Saturday, September 22, 2012

Thank You, Paul Tough

I spend a lot of time reading education books, attending education talks, and generally trying to access and think about big ideas in education. While I like spending time with all of these ideas, it's rare that the ideas feel new. Even when an author's perspective deeply resonates with me, it usually feels like another iteration of the same old idea.* However, Paul Tough is now two for two in completely blowing my mind with his reporting about education.

First I read Whatever It Takes, the story of Geoffrey Canada and the Harlem Children's Zone. I read the book in a day and the first thing I did after closing the cover was to make a large (for me) donation to the HCZ. Then this week's episode of This American Life, "Back to School," was based on Tough's new book about the role of "non-cognitive" factors (things like perseverance, attention span, self-management, etc.) in determining a person's success. Both times, the ideas that Tough brought to life articulated ideas that have been loosely swimming around in my head but that I could never piece together. As I was listening to This American Life today and when I read Whatever It Takes I found myself thinking "Yes! Of course! That's it!" The ideas felt fresh and innovative, but also realistic and highly effective. Again, that's not something I feel very often when I listen to  education research.

Moreover, Paul Tough's work makes me feel optimistic. This is another feeling I rarely have about education. Even when things go well in the tiny microcosm of my own classroom, I feel the crushing weight of just how ineffective I am in the larger scale of things. I serve so few kids, and even for those kids I'm such a small part of their lives. For the little part I play in their lives, there is only so much I can do both because one person can only make so much of a difference, but also because of structural factors in the education system that make it harder for me to be a good teacher for kids and harder for them to get the most out of their schooling experience. And beyond that, what about all the non-school-related things in their lives? Even if I'm the most amazing teacher in the world (which I am not), it only has a certain impact when a kid doesn't have enough to eat, lives in an abusive household, can't afford to go to college, is fighting to stay out of gangs, gets pregnant... the list of things I can't control is overwhelming. And then there's all the research about how kids' general life outcomes can usually be predicted by what happens in just their first few years of life, or even the family they're born into. If I first meet at kid at age 15, is it too late? Are their fates already sealed? Am I just a weird  kind of hospice worker, helping kids make a slightly less miserable transition into a pre-destined-by-birth cycle of poverty, imprisonment, and/or trauma? Paul Tough's books tell me no, all is not lost. The damage that has been done to kids from underserved communities is real and can have devastating consequences, but the damage is not inevitable.
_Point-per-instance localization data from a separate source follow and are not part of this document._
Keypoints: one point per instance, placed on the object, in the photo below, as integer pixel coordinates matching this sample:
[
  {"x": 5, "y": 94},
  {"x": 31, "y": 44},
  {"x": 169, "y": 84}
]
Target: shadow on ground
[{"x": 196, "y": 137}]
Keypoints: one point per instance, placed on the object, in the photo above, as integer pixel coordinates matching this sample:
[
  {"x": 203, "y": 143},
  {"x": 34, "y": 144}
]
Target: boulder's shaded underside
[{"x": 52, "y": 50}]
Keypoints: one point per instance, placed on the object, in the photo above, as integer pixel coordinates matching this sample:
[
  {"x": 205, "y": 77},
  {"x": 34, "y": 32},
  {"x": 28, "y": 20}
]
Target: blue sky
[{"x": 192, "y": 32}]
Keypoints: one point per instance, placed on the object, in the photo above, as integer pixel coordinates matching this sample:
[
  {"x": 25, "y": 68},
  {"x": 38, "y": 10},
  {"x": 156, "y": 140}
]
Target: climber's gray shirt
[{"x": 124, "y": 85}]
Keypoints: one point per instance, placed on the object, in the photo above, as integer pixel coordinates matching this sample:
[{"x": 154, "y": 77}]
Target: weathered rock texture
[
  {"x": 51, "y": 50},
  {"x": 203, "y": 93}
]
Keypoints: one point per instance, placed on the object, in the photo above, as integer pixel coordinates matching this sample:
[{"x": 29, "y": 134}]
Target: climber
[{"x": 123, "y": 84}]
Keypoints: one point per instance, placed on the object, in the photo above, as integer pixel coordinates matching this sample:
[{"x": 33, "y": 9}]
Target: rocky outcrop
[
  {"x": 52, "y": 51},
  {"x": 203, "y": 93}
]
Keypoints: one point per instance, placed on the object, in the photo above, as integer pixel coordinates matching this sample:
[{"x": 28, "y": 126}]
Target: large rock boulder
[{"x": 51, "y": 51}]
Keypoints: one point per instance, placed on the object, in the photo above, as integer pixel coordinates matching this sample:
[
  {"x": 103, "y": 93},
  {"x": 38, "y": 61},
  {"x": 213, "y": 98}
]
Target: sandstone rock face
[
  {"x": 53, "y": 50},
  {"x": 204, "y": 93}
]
Thank you, Paul Tough, for giving me a reason to not quit my job.

If you haven't listened to the This American Life episode, do it immediately.
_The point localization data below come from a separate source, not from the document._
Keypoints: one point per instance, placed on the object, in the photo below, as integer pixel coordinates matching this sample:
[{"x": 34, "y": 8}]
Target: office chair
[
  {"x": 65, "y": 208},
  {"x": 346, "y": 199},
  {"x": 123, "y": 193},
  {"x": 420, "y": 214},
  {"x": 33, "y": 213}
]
*I get the impression that the findings behind almost all education research ever boils down to the solution of "know your students." This is a lovely idea and piece of advice; I absolutely agree that the most effective way for a teacher to support students is to know them better. The more I know my students academically, socially, emotionally, etc. the better I can serve them. However, this idea is so much easier said than done, so hearing over and over again that I just need to work on knowing my students doesn't actually help me figure out how to do that in a way that's manageable and realistic. But this is a whole other blog entry for another time.